Daszak is president of the EcoHealth Alliance, a non-governmental organization funded largely by the US government. EcoHealth transferred some of that money to the laboratory in Wuhan, China.
It was Daszak who organized the letter in The Lancet for February 2020, dismissing as “misinformation” claims that the virus may have originated from the Wuhan virology lab. The letter created the illusion of consensus, which internet companies enforced through censorship, and the media reinforced by constantly interviewing Daszak himself.
There might be journalistic value in hearing the Chernobyl plant manager talk about all those clouds floating over Ukraine. But if he suggests that the eruption of mysterious wounds and cancers was due to a faulty microwave shipment recently arrived in Pripyat, you would probably think he was engaged in a bit of “reasoned reasoning.”
Apparently not the World Health Organization, which invited Daszak to join their microwave hunt in Wuhan.
In the past two days, Daszak has been removed from the Lancet’s own UN-backed commission investigating the origins of COVID, although he has stepped down or been fired remains uncertain.
It appears that Daszak also collaborated with Anthony Fauci, based on a recently published email in which he thanked the director of NIAID for “standing up publicly and saying that scientific evidence supports a natural origin for COVID -19 from a human overflow bat, not a lab rejection.
To top it off, the Trump administration canceled the EcoHealth grant in early 2020, a move that was characterized by “60 minutes” and NPR as jeopardizing a possible COVID-19 cure. Both stories featured – guess who – Daszak.
We now learn that the charitable arm of Google may have also funded EcoHealth. Steve Hilton suggested on Fox Monday that Google’s funding may have something to do with why information about COVID is being so mercilessly monitored on social media platforms and search engines.
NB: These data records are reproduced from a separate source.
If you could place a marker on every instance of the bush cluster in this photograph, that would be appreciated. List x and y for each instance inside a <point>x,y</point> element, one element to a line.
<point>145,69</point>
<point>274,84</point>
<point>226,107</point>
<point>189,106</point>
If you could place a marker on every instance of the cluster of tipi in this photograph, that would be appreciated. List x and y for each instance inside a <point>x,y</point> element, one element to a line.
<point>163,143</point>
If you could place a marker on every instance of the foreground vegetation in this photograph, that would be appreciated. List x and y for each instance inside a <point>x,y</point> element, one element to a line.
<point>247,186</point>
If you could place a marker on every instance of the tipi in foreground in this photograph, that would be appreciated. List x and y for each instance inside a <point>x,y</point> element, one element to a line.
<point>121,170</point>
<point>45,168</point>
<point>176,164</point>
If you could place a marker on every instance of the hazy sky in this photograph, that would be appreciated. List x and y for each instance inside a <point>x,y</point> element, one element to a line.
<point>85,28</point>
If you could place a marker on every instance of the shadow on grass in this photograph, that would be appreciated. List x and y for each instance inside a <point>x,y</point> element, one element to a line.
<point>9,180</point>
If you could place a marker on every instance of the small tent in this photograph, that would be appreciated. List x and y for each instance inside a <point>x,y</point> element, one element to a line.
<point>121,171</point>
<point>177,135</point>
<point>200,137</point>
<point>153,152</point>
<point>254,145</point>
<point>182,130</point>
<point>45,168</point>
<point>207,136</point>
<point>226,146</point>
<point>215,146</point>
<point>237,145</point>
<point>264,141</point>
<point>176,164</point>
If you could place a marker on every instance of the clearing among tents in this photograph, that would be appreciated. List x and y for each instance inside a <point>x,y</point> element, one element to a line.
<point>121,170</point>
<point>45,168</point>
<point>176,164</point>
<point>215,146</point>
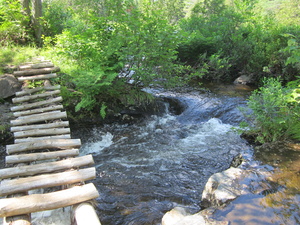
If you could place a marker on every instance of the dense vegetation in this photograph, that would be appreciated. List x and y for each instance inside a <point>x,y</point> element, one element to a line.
<point>99,43</point>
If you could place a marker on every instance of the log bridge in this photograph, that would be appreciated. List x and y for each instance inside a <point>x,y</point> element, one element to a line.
<point>44,156</point>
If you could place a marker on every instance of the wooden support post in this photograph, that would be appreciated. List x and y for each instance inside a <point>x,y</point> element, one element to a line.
<point>39,110</point>
<point>43,144</point>
<point>38,77</point>
<point>32,97</point>
<point>33,90</point>
<point>54,115</point>
<point>36,71</point>
<point>36,104</point>
<point>40,126</point>
<point>31,139</point>
<point>53,200</point>
<point>8,187</point>
<point>48,167</point>
<point>31,157</point>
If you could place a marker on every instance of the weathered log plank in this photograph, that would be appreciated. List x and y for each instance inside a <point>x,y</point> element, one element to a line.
<point>33,97</point>
<point>40,126</point>
<point>32,139</point>
<point>31,157</point>
<point>8,187</point>
<point>38,77</point>
<point>36,66</point>
<point>35,104</point>
<point>33,90</point>
<point>43,144</point>
<point>36,71</point>
<point>22,120</point>
<point>48,167</point>
<point>41,202</point>
<point>42,132</point>
<point>39,110</point>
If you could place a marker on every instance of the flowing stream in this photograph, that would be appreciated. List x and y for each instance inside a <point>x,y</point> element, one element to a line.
<point>149,167</point>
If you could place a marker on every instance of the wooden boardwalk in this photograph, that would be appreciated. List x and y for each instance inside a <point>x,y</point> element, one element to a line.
<point>44,156</point>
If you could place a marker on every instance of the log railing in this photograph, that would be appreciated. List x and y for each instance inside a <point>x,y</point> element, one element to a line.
<point>44,155</point>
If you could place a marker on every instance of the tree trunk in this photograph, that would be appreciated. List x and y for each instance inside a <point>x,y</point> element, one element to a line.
<point>37,13</point>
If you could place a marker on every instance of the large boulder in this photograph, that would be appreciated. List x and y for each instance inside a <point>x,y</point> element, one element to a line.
<point>179,216</point>
<point>244,79</point>
<point>223,187</point>
<point>9,85</point>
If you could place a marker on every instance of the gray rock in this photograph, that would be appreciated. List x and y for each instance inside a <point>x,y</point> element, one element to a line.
<point>243,79</point>
<point>179,216</point>
<point>221,188</point>
<point>9,85</point>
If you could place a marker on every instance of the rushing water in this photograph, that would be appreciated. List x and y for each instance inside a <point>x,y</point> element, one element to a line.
<point>148,168</point>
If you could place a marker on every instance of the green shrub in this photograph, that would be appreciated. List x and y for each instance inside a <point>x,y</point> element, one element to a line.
<point>13,23</point>
<point>276,111</point>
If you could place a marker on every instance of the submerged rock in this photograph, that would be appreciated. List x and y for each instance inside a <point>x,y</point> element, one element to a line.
<point>222,188</point>
<point>243,79</point>
<point>180,216</point>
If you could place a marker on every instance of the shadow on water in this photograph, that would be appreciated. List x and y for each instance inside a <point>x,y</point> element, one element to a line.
<point>147,168</point>
<point>275,199</point>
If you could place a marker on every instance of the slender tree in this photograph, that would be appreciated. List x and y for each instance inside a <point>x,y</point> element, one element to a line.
<point>33,9</point>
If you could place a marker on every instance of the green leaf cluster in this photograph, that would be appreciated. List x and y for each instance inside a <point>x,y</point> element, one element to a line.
<point>276,111</point>
<point>251,36</point>
<point>13,23</point>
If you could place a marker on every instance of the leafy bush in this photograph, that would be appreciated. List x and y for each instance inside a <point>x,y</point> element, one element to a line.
<point>276,111</point>
<point>105,50</point>
<point>13,23</point>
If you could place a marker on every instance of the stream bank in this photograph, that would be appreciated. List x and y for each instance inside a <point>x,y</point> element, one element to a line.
<point>148,167</point>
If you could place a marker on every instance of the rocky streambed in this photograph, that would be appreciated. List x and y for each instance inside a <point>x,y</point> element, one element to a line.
<point>178,167</point>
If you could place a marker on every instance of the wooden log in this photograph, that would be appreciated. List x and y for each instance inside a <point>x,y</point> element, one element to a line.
<point>41,202</point>
<point>8,187</point>
<point>17,220</point>
<point>36,71</point>
<point>43,144</point>
<point>84,213</point>
<point>40,126</point>
<point>32,157</point>
<point>33,90</point>
<point>48,167</point>
<point>33,139</point>
<point>42,132</point>
<point>38,77</point>
<point>47,116</point>
<point>36,104</point>
<point>39,110</point>
<point>33,97</point>
<point>36,66</point>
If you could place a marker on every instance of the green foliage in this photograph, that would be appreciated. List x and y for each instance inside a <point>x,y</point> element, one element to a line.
<point>249,38</point>
<point>124,39</point>
<point>276,111</point>
<point>55,18</point>
<point>13,23</point>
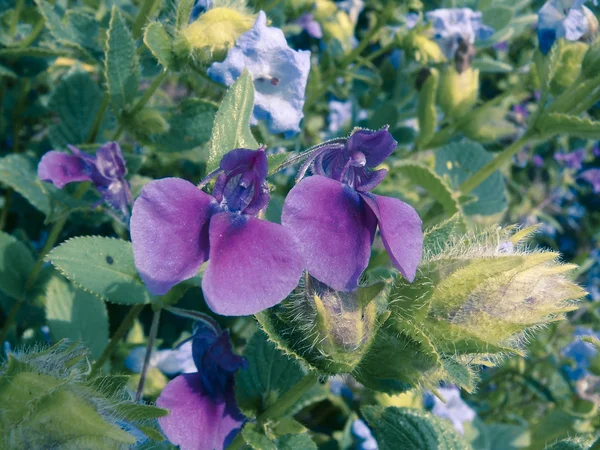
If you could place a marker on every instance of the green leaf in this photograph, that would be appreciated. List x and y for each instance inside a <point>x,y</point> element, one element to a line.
<point>76,101</point>
<point>158,42</point>
<point>497,17</point>
<point>270,374</point>
<point>16,263</point>
<point>411,429</point>
<point>423,176</point>
<point>458,162</point>
<point>189,127</point>
<point>489,65</point>
<point>75,314</point>
<point>556,123</point>
<point>122,71</point>
<point>231,128</point>
<point>103,266</point>
<point>20,173</point>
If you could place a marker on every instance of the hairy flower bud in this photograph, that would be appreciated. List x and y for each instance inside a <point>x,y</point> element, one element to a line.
<point>330,330</point>
<point>458,92</point>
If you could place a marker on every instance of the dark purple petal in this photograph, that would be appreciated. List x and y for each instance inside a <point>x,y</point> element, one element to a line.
<point>62,168</point>
<point>169,232</point>
<point>196,420</point>
<point>110,162</point>
<point>401,232</point>
<point>376,145</point>
<point>334,227</point>
<point>253,265</point>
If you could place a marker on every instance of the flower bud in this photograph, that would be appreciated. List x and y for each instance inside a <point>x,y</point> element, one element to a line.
<point>458,92</point>
<point>330,330</point>
<point>214,32</point>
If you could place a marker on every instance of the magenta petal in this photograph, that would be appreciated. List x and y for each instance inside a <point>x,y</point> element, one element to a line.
<point>253,265</point>
<point>197,421</point>
<point>62,168</point>
<point>401,232</point>
<point>334,227</point>
<point>169,232</point>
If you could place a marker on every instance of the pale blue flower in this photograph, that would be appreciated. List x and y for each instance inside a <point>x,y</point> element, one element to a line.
<point>567,19</point>
<point>451,26</point>
<point>280,75</point>
<point>455,409</point>
<point>340,115</point>
<point>169,362</point>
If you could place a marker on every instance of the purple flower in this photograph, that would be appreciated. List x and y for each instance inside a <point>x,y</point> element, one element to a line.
<point>334,216</point>
<point>572,160</point>
<point>280,75</point>
<point>310,25</point>
<point>106,171</point>
<point>592,176</point>
<point>454,409</point>
<point>203,412</point>
<point>175,227</point>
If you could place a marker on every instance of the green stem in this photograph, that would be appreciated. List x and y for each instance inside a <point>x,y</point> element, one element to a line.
<point>503,158</point>
<point>143,100</point>
<point>16,16</point>
<point>91,137</point>
<point>278,409</point>
<point>35,272</point>
<point>146,11</point>
<point>151,340</point>
<point>117,337</point>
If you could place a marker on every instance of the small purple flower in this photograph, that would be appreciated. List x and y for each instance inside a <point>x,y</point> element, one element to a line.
<point>537,161</point>
<point>592,176</point>
<point>334,217</point>
<point>572,160</point>
<point>308,23</point>
<point>581,353</point>
<point>454,409</point>
<point>176,227</point>
<point>203,412</point>
<point>280,75</point>
<point>106,171</point>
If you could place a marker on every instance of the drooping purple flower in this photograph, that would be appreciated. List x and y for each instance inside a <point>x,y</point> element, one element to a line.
<point>572,160</point>
<point>203,412</point>
<point>592,176</point>
<point>334,217</point>
<point>308,23</point>
<point>176,227</point>
<point>106,170</point>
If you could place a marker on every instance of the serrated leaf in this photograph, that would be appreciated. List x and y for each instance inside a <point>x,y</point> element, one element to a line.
<point>458,162</point>
<point>122,71</point>
<point>425,177</point>
<point>270,374</point>
<point>16,263</point>
<point>19,172</point>
<point>135,412</point>
<point>103,266</point>
<point>231,128</point>
<point>410,429</point>
<point>158,42</point>
<point>75,314</point>
<point>189,127</point>
<point>76,101</point>
<point>556,123</point>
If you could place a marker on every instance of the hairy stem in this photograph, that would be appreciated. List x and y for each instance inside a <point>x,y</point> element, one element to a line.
<point>117,337</point>
<point>278,409</point>
<point>149,347</point>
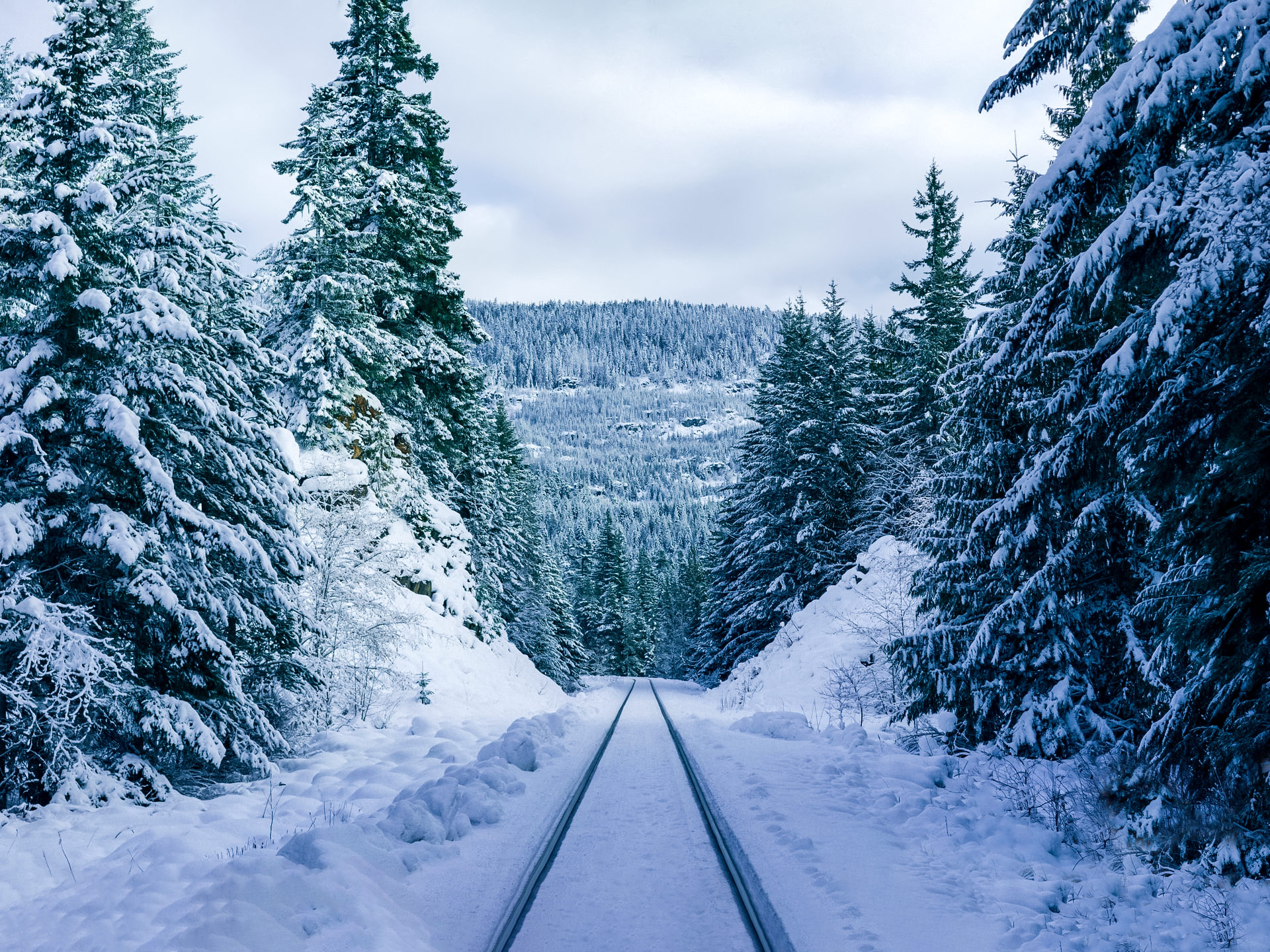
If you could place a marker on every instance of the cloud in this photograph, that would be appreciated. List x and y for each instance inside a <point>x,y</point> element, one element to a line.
<point>611,149</point>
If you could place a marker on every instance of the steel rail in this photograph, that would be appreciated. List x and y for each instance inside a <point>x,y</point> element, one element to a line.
<point>765,926</point>
<point>538,871</point>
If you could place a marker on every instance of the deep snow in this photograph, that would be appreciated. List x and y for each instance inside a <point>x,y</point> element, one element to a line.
<point>415,836</point>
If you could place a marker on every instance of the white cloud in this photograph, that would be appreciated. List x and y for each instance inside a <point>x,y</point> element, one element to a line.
<point>606,149</point>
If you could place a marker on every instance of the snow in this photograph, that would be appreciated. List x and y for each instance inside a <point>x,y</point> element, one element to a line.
<point>846,623</point>
<point>638,855</point>
<point>860,844</point>
<point>18,532</point>
<point>337,850</point>
<point>95,300</point>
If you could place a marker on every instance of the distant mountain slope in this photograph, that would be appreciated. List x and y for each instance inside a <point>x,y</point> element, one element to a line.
<point>563,343</point>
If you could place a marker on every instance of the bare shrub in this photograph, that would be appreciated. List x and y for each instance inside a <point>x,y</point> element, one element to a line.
<point>1039,790</point>
<point>1218,917</point>
<point>353,627</point>
<point>845,692</point>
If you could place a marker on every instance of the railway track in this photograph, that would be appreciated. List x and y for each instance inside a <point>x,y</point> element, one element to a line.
<point>760,922</point>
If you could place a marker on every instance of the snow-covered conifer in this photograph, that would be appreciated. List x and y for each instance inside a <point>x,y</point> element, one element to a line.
<point>368,315</point>
<point>785,528</point>
<point>1134,531</point>
<point>146,503</point>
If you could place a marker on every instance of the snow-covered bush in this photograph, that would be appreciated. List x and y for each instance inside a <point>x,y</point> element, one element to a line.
<point>349,598</point>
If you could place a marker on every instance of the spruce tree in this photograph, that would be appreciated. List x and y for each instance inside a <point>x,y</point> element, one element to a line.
<point>784,530</point>
<point>610,594</point>
<point>149,543</point>
<point>1134,535</point>
<point>372,325</point>
<point>943,290</point>
<point>638,648</point>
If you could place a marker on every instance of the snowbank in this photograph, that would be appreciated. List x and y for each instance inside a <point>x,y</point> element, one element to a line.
<point>861,846</point>
<point>850,622</point>
<point>355,842</point>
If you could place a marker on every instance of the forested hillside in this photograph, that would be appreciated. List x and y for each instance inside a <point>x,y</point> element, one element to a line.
<point>572,343</point>
<point>629,414</point>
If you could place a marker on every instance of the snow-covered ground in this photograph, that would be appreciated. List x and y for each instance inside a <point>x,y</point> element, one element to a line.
<point>638,856</point>
<point>863,846</point>
<point>405,838</point>
<point>414,836</point>
<point>407,829</point>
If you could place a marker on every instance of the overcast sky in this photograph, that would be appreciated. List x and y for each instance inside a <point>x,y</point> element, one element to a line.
<point>705,150</point>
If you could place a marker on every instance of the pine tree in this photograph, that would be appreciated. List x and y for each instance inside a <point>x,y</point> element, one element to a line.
<point>1133,536</point>
<point>931,328</point>
<point>149,542</point>
<point>502,516</point>
<point>683,608</point>
<point>638,647</point>
<point>611,589</point>
<point>906,358</point>
<point>371,323</point>
<point>785,530</point>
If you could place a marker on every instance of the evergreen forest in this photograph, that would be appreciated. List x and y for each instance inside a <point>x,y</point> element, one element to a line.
<point>1076,441</point>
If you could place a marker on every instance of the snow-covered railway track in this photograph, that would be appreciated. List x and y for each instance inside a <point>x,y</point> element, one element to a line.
<point>765,924</point>
<point>639,857</point>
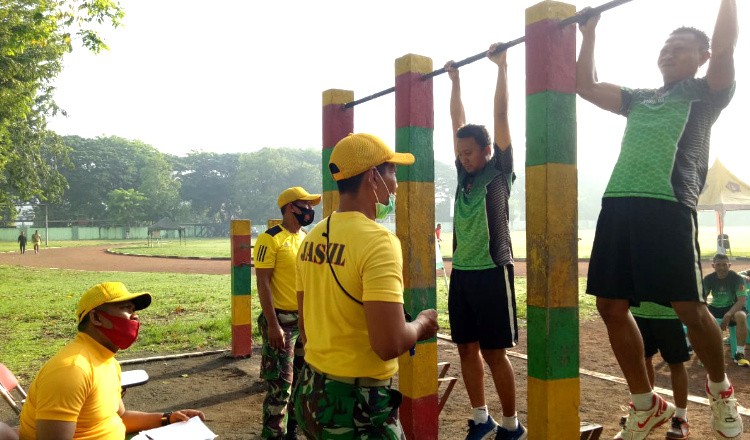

We are going to sort through the many failures of the COVID pandemic for years to come, failures of the most important institutions in society, from big tech and scientific research to public health and the media, but whatever the blame is rests with them, we can say that Daszak helped break them all.
What does it say about the state of our media and social networks that one man can so badly shape a narrative?
Arthur Bloom is the online editor of The American Conservative.